243.Subsection (6) defines “the Revenue and Customs Prosecution Office” for the purposes of the section. The definition looks forward to the time when there will be persons who were members of the Office, or who were appointed to conduct prosecutions under section 38, but have ceased to be so, e.g. by retirement, resignation, or expiry of appointment. “The Revenue and Customs Prosecutions Office”, the set of persons to be subject to the statutory duty imposed by subsection (1), is therefore defined to be the aggregate of:

  • the Revenue and Customs Prosecutions Office, being the Director and his current staff, as defined in section 34(3); and

  • former members of the Office, and persons holding or who have held appointments to conduct proceedings on the Director’s behalf, under section 38.

244.Subsection (7) lays down the penalties for those found guilty of the offence under subsection (3). The offence is triable either way; that is:

  • either summarily, when the maximum penalty will be 12 months imprisonment, or a fine not exceeding the statutory maximum (currently £5000), or both; or

  • on indictment, when the maximum penalty will be two years imprisonment, or an unlimited fine, or both.

245.Subsection (8) provides that a prosecution for the offence may be instituted in England and Wales only by the Director of Revenue and Customs Prosecutions, or with the consent of the Director of Public Prosecutions.

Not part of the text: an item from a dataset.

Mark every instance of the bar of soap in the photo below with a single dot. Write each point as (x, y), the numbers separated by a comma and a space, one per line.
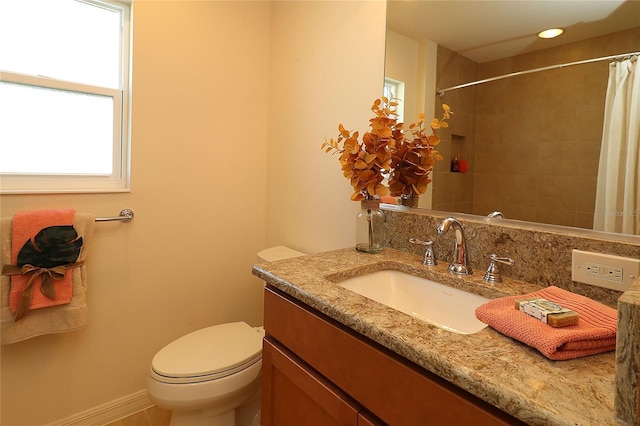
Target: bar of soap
(548, 312)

246.Subsection (9) provides that prosecutions for the offence may be instituted in Northern Ireland (where the Director of Revenue and Customs Prosecutions has no functions) only by the Commissioners, or with the consent of the Director of Public Prosecutions for Northern Ireland.

247.No comparable provision is needed in Scotland, because the Procurator Fiscal and the Crown Office automatically have exclusive authority to prosecute summary and indictable offences in Scotland, under the law in Scotland, without the need for specific enabling provision.

248.Subsection (10) provides that the maximum penalty on summary conviction in Scotland and Northern Ireland is to be six months, rather than twelve, to accord with normal Scottish and Northern Ireland arrangements for maximum summary penalties.

249.Subsection (11) provides that the reference to an enactment in subsection (2)(g) does not include legislation of the devolved institutions, which is not relevant here.

250.It should also be noted that section 55(7) makes a temporary change to the maximum penalty of imprisonment on summary conviction in England and Wales, provided for under subsection (7)(b), reducing it to six months from twelve months, pending the coming into force of a general amending provision about the maximum penalties on summary conviction (section 282 Criminal Justice Act 2003).